The very idea that Christians would hold the ideal of living a virtuous life surrendered to Christ as a more noble goal than getting a really high paying job is per se (through itself), a stance against one of the lies Satan is successfully peddling in our society. But there is far more to this conversation than jobs. Students who pursue the highest and noblest goals every day in classical Christian schools are being molded and shaped for a higher calling.
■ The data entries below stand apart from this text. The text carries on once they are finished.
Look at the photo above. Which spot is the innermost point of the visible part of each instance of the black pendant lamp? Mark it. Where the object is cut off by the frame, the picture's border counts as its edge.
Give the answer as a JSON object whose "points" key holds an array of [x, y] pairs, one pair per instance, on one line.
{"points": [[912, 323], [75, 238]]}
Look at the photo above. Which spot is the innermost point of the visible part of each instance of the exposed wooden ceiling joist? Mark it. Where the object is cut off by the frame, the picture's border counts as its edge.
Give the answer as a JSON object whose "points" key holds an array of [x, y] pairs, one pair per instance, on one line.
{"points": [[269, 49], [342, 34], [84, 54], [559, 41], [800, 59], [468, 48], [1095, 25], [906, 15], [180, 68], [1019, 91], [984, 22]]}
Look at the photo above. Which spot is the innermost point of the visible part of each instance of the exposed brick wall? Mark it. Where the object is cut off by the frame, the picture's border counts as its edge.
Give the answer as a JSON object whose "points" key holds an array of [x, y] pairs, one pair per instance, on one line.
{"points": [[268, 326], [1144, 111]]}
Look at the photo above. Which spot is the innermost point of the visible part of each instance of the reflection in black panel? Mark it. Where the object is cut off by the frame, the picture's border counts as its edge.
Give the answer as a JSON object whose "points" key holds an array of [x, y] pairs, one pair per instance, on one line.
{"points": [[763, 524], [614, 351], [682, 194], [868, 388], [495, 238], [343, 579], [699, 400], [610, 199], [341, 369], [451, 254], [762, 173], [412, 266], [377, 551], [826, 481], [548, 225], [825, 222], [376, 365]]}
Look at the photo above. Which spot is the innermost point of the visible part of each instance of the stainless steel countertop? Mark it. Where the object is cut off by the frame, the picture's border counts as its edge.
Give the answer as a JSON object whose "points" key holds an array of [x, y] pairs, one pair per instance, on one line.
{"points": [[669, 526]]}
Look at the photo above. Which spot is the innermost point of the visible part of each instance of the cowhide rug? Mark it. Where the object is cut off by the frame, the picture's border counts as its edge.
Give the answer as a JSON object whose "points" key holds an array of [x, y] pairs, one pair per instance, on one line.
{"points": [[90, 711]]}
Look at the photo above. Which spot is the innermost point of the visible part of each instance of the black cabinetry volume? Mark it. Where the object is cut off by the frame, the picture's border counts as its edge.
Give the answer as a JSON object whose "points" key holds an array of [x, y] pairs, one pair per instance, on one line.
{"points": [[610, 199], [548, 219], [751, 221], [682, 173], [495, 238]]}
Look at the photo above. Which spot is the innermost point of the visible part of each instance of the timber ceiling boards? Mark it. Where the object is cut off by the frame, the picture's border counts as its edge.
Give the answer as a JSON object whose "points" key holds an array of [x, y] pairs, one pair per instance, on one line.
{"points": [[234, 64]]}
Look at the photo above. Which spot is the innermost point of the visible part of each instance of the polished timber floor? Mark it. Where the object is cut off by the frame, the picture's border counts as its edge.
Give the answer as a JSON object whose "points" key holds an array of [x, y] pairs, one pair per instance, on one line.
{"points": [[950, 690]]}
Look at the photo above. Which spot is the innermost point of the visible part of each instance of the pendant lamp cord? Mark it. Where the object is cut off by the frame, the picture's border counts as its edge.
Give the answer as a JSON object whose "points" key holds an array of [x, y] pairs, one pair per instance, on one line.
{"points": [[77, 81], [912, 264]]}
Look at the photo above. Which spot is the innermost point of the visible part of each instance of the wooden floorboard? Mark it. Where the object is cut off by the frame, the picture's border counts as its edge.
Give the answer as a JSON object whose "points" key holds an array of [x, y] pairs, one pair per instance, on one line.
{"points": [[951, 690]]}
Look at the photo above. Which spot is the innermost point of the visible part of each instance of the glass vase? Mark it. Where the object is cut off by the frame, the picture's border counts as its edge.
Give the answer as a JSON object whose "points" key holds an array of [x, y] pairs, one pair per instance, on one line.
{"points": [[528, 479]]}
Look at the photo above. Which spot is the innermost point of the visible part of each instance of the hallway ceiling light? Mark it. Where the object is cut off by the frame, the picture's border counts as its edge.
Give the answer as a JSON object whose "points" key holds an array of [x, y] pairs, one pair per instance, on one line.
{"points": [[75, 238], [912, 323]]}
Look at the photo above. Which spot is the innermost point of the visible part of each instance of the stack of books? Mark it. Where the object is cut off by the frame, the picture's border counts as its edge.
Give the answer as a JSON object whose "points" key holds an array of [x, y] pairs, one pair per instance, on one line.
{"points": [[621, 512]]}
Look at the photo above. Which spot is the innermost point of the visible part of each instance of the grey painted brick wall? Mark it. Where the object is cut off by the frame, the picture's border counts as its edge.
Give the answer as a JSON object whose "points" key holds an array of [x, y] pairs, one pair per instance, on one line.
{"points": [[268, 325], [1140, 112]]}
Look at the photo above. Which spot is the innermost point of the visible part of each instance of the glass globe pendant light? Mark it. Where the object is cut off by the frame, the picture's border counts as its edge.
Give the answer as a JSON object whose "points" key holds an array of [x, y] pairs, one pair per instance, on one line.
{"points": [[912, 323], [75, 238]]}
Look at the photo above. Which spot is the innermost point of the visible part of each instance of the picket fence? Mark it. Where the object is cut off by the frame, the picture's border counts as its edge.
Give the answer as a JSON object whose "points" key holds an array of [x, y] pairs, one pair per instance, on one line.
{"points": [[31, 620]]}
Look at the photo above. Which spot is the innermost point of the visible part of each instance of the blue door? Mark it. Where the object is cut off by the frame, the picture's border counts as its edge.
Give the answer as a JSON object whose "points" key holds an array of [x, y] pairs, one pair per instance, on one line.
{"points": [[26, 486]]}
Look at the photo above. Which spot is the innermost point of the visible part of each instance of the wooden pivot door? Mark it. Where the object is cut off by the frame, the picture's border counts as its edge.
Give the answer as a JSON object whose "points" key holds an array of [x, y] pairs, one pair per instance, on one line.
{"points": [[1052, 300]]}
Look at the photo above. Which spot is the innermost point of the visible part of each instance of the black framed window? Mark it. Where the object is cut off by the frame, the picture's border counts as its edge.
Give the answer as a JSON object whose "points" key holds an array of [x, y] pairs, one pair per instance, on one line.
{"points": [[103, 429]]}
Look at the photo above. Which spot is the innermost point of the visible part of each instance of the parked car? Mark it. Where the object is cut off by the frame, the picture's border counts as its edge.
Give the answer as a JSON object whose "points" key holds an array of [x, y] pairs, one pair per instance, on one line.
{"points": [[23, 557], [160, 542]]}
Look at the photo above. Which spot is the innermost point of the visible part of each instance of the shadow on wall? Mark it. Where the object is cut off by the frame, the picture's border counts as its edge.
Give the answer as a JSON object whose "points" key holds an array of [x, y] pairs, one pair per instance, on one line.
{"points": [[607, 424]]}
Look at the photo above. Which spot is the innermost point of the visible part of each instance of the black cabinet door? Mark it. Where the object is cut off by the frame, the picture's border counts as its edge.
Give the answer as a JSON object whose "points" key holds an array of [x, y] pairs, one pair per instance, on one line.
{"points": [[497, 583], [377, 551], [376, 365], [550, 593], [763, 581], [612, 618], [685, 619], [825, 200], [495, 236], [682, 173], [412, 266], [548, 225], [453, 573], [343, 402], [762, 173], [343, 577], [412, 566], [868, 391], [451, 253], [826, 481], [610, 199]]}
Have you ever looked around—oh, maybe especially in the last few weeks—and wondered if there is a generation coming that can fix the mess the world is in? Of course, we know Jesus is coming to fix it fix it, but we are called to take dominion in the meantime. We aren’t doing so hot on a lot of fronts. The church is compromising everywhere you turn. From Rome to Constantinople to London to Geneva to Lynchburg, Virginia, we are exchanging the power of the Gospel for cultural relevance. The government in the United States is more tenuous than it has been in 150 years, and I would argue largely because of the ignorance of its constituents about its founding and structures. There is no self-control among lawmakers who hold the nation’s purse strings, and there is little self-discipline in any category among Americans who have become what the Bible calls “lovers of pleasure.” I suggest we cannot continue to do what we have been doing and expect positive change.
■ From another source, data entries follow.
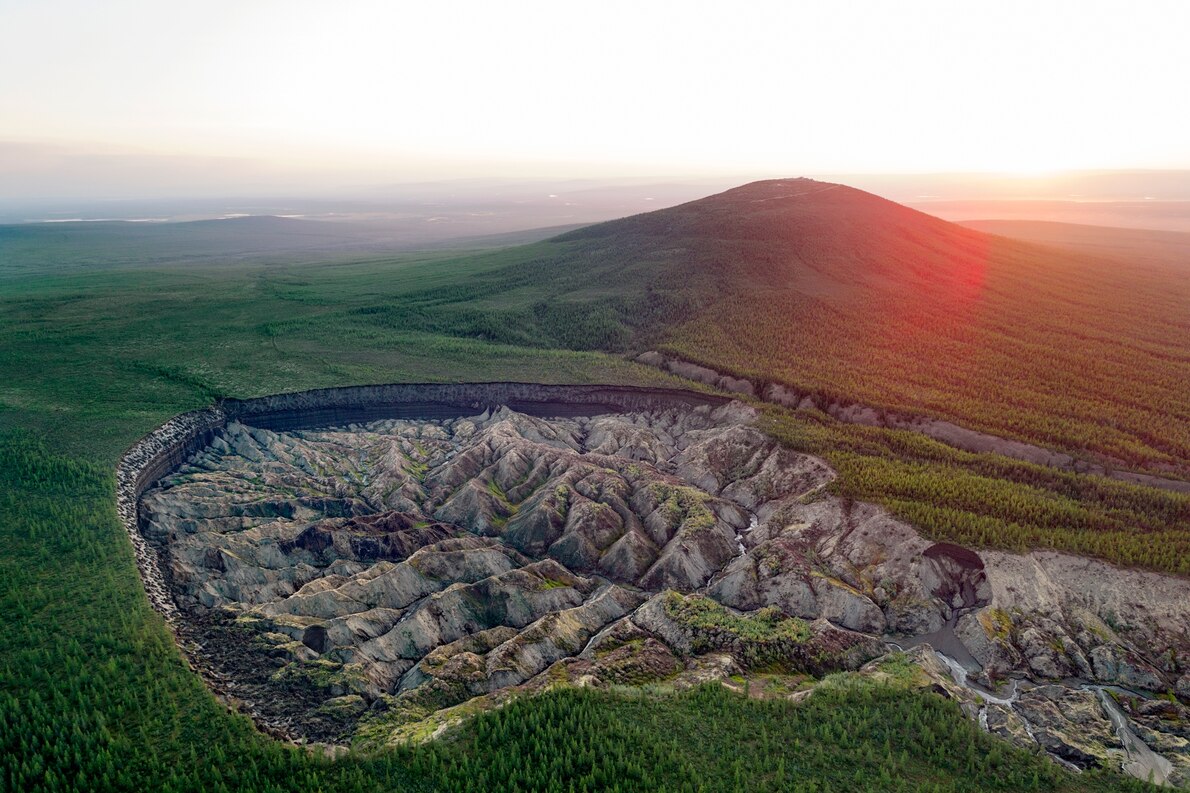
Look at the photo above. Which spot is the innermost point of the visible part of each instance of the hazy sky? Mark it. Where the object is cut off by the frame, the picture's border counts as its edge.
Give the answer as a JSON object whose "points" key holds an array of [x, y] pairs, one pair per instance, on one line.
{"points": [[356, 92]]}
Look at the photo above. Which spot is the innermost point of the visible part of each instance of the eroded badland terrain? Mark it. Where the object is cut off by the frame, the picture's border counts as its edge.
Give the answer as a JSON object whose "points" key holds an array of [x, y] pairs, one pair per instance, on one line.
{"points": [[375, 582]]}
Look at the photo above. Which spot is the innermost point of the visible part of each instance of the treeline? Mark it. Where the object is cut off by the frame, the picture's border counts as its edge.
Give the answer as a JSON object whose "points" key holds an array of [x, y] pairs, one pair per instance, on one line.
{"points": [[94, 697], [991, 501], [849, 737]]}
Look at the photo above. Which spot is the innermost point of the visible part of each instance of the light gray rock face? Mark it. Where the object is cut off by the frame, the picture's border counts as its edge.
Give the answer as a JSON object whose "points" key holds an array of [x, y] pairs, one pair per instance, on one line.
{"points": [[418, 563]]}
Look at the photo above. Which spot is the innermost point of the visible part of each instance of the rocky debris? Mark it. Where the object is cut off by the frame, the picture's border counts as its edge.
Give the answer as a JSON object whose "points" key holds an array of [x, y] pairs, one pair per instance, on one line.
{"points": [[937, 429], [383, 573]]}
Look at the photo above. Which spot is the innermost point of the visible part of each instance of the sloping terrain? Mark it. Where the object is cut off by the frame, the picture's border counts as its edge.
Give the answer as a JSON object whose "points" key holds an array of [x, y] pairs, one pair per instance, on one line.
{"points": [[383, 580], [837, 292]]}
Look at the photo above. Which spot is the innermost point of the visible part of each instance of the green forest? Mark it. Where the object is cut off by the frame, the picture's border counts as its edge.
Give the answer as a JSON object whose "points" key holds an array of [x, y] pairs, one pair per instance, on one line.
{"points": [[98, 351]]}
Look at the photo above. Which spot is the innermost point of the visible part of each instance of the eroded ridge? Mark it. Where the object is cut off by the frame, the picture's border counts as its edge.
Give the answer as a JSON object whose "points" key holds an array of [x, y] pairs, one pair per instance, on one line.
{"points": [[376, 580]]}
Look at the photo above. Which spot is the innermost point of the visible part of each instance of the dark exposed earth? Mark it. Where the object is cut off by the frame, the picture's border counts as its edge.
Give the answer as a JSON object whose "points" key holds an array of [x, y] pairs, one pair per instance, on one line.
{"points": [[377, 582]]}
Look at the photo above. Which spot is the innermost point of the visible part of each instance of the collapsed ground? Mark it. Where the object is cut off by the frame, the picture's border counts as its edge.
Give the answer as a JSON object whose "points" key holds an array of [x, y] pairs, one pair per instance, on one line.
{"points": [[377, 582]]}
If, however, we raise a generation of people who seek first the Kingdom of God, we might see a change of direction before the mess becomes unbearable. If we raise a generation of people who love God and neighbor, walk in faith even through the darkest of valleys, and do all their work in hope of the promises of God being fulfilled…well, just imagine the possibilities: Functional families where fathers love their wives as Christ loved the church and raise their children in the nurture and admonition of the Lord. Imagine the impact those functional families would have on the church. Can you imagine the strength and power and therefore genuine Gospel appeal of a church that does not compromise the truth about King Jesus in exchange for favorable ratings on Google from Millennials in town? And how might that impact other institutions? What if when we went to the polls there were true statesmen running for office who debated real civic issues, people who would cast out liars and swindlers and who would work within the boundaries of the nation’s laws. What if real craftsmanship returned? What if you could hire a company to do a job and trust that the job would be done well and you wouldn’t be cheated?
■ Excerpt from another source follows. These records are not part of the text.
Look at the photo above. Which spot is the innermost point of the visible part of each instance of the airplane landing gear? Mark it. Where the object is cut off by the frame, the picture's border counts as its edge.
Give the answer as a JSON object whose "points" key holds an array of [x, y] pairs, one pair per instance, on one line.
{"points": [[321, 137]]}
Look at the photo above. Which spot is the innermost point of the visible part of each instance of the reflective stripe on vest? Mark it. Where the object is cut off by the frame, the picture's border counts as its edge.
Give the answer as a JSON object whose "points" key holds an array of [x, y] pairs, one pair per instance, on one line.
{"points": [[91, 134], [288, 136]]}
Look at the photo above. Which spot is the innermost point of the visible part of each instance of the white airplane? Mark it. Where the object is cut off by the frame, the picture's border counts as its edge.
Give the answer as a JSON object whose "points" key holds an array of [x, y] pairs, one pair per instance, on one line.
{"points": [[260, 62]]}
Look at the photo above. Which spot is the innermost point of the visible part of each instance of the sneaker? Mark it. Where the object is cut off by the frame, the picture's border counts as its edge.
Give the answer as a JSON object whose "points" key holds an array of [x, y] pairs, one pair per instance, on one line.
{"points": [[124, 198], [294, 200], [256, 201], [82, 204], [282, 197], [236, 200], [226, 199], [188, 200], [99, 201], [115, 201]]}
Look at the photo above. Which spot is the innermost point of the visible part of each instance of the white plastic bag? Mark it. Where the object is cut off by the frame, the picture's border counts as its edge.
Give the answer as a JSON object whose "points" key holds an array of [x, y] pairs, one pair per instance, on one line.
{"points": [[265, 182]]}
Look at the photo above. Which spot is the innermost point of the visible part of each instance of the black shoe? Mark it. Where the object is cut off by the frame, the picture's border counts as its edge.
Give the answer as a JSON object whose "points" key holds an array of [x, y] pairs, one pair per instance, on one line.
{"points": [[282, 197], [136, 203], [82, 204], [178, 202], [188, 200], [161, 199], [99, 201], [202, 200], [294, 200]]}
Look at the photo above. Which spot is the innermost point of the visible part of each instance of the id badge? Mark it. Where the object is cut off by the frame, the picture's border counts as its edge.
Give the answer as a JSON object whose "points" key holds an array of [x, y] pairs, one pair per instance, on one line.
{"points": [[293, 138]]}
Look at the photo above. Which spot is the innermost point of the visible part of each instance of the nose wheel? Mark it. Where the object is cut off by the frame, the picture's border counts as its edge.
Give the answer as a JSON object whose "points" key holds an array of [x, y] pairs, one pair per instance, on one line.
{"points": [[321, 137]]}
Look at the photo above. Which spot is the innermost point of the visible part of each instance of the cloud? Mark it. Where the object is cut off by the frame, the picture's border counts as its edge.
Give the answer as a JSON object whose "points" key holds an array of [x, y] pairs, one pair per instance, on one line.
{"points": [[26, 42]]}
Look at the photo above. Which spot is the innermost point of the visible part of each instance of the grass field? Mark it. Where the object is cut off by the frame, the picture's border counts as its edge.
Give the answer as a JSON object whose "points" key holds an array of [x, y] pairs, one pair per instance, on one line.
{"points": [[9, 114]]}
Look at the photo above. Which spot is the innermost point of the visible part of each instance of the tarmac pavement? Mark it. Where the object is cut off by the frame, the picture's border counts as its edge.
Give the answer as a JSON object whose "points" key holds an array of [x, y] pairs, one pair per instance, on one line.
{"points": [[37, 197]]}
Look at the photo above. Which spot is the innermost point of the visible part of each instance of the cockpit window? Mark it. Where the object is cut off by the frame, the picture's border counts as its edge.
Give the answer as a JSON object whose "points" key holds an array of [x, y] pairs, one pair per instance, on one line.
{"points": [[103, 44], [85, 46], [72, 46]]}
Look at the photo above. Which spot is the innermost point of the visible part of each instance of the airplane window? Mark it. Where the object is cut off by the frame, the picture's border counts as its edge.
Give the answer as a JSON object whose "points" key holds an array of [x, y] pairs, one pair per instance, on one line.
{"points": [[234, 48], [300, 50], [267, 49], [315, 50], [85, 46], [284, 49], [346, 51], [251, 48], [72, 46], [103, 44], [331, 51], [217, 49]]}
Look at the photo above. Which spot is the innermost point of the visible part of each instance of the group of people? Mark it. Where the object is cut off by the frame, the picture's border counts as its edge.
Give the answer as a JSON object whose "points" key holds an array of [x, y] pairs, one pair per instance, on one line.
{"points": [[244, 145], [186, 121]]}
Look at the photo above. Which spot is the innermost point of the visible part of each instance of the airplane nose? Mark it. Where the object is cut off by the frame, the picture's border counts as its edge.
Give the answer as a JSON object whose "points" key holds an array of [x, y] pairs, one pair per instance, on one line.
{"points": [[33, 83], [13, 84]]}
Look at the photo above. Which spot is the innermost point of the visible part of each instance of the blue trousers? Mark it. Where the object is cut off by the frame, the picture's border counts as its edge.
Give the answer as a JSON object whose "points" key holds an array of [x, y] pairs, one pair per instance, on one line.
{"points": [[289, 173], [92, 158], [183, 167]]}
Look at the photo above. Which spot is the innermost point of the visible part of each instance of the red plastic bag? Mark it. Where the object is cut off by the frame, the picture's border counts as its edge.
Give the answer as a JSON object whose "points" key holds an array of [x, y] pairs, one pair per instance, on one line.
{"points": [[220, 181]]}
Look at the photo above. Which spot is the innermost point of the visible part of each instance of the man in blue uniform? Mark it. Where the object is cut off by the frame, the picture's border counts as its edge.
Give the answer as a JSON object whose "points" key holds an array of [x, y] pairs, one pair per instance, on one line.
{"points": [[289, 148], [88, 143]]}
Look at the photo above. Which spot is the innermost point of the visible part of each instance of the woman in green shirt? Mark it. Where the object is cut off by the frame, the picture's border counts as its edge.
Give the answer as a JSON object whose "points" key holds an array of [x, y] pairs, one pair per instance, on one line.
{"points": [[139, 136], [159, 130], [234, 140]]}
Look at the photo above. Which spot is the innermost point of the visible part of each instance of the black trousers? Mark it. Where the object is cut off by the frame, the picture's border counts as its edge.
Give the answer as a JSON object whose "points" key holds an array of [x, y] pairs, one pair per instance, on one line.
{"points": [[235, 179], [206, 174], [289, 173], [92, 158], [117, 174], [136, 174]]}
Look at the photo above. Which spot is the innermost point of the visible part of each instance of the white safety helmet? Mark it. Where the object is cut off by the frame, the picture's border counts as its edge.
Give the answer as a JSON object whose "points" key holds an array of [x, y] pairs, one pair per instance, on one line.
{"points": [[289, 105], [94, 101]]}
It may sound as if I am promoting heaven on earth. Perhaps I am, but only almost heaven on earth. Christ will return. We will eventually see a new heaven and a new earth, and we and our kids and perhaps generations to come will be its inhabitants. What are we doing to prepare for that? We and our children have eternal souls, souls that need to practice now for eternity, souls that need to be engaged now in bringing God’s kingdom to come on earth as it is in heaven, souls that should be pursuing high ideals instead of base ones. This is the business of classical Christian education, and it is good not only for the individual souls of its students, but because of the kind of lives those students will live, it is good also for the whole world. Why should we be on this path? Because achieving the goals of classical Christian education makes this world a far better place even as it prepares us for the next.